スポーツトレーナー専門学校での授業では、学生にわざと片足立ちになってもらいます。体幹が弱いとすぐにふらつきますが、日頃から鍛えている学生は軸がブレません。この差がプレーの安定感につながります。
実践!体幹を鍛えるシンプルな方法
プランク(基本中の基本)
両肘を床について体を一直線に保つ姿勢。30秒から始め、慣れたら1分を目指す。
→ 高校野球部の選手には「お腹が抜けないように腰を反らさない」と声をかけています。
デッドバグ(寝ながら体幹強化)
仰向けで手足を上げ、片腕と反対の足をゆっくり下ろす。お腹の力を抜かないのがポイント。

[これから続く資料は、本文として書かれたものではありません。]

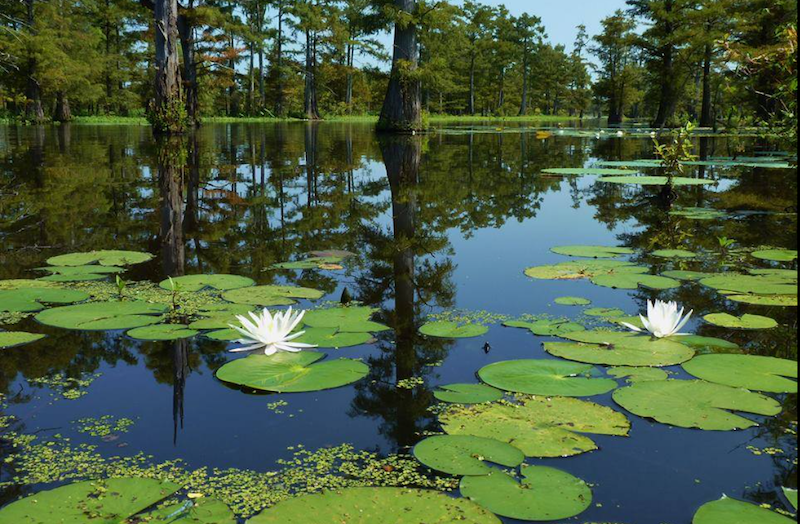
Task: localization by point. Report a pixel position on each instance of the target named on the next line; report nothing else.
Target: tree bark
(402, 107)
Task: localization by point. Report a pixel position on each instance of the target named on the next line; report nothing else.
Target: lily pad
(104, 258)
(162, 332)
(656, 180)
(732, 511)
(592, 251)
(376, 506)
(695, 404)
(31, 300)
(545, 377)
(192, 283)
(538, 426)
(615, 348)
(544, 494)
(633, 374)
(572, 301)
(106, 501)
(103, 316)
(447, 329)
(467, 393)
(743, 322)
(465, 455)
(746, 371)
(10, 339)
(776, 255)
(292, 372)
(333, 338)
(267, 296)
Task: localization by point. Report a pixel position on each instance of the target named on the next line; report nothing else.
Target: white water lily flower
(270, 332)
(663, 319)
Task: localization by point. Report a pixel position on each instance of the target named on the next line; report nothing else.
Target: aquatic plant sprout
(663, 319)
(272, 333)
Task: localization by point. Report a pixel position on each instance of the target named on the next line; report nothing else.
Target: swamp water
(464, 226)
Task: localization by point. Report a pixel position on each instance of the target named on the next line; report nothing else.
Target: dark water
(448, 221)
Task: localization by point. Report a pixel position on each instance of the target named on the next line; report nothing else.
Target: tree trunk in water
(169, 115)
(706, 116)
(310, 98)
(186, 33)
(62, 112)
(402, 107)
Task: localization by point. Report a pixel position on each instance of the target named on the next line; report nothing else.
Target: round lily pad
(732, 511)
(465, 455)
(192, 283)
(10, 339)
(592, 251)
(538, 426)
(467, 393)
(545, 377)
(267, 296)
(776, 255)
(616, 348)
(292, 372)
(656, 180)
(743, 322)
(104, 258)
(544, 494)
(572, 301)
(103, 316)
(376, 506)
(332, 338)
(30, 300)
(695, 404)
(746, 371)
(112, 500)
(446, 329)
(162, 332)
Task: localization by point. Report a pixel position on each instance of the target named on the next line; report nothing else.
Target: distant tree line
(712, 61)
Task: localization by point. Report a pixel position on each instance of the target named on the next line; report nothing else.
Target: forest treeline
(716, 62)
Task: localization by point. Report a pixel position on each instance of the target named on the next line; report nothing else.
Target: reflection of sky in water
(659, 474)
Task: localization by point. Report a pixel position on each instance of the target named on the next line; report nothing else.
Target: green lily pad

→ 腰痛持ちの患者さんにも安全に取り入れやすい方法です。
スクワット(体幹+下半身)
体幹を意識して行うと、ただの脚トレーニングが全身の安定トレーニングに変わります。
→ 高齢者教室では椅子からの立ち座り動作を繰り返すだけでも効果的です。
日常生活でできる体幹意識
- 電車で座るとき、背もたれにダラっともたれず骨盤を立てる
- 買い物袋を持つとき、片側だけでなく両手に分けて持つ
- 歯磨きのとき片足立ちをする

往診で伺う寝たきりの患者さんにも、呼吸法を通じて腹横筋を意識してもらうことがあります。「お腹で息をする」だけでも、体幹のスイッチが入るんです。
体験談から学ぶ体幹の大切さ
あるバスケットボール部のキャプテンは、試合終盤になると体がブレてシュートの精度が落ちるのが課題でした。そこで毎日の練習に体幹トレーニングを加えたところ、数か月後には安定感が増し、接触プレーでも崩れにくくなったんです。「体幹を意識したらシュートが入るようになった」と笑顔で話していた姿が印象的でした。
また、接骨院に通っている70代女性は「散歩のときふらつく」と言っていましたが、腹横筋を使った呼吸法と椅子スクワットを続けるうちに、「転ばなくなった」と自信を持てるようになりました。
まとめ|体幹は特別な人だけのものじゃない
体幹を鍛えるというとアスリートの専売特許のように思われがちですが、実際は誰にとっても必要な要素です。
デスクワークの人、高齢者、学生アスリート、主婦の方まで、全員に共通する“姿勢の土台”。
特別な器具は必要ありません。日常の動きに少し工夫を入れるだけで、体幹は少しずつ目を覚まします。
ブレない姿勢は、自信のある立ち姿にもつながります。体幹は筋肉以上に「生活の質」を支える存在。今日から一歩、意識してみませんか?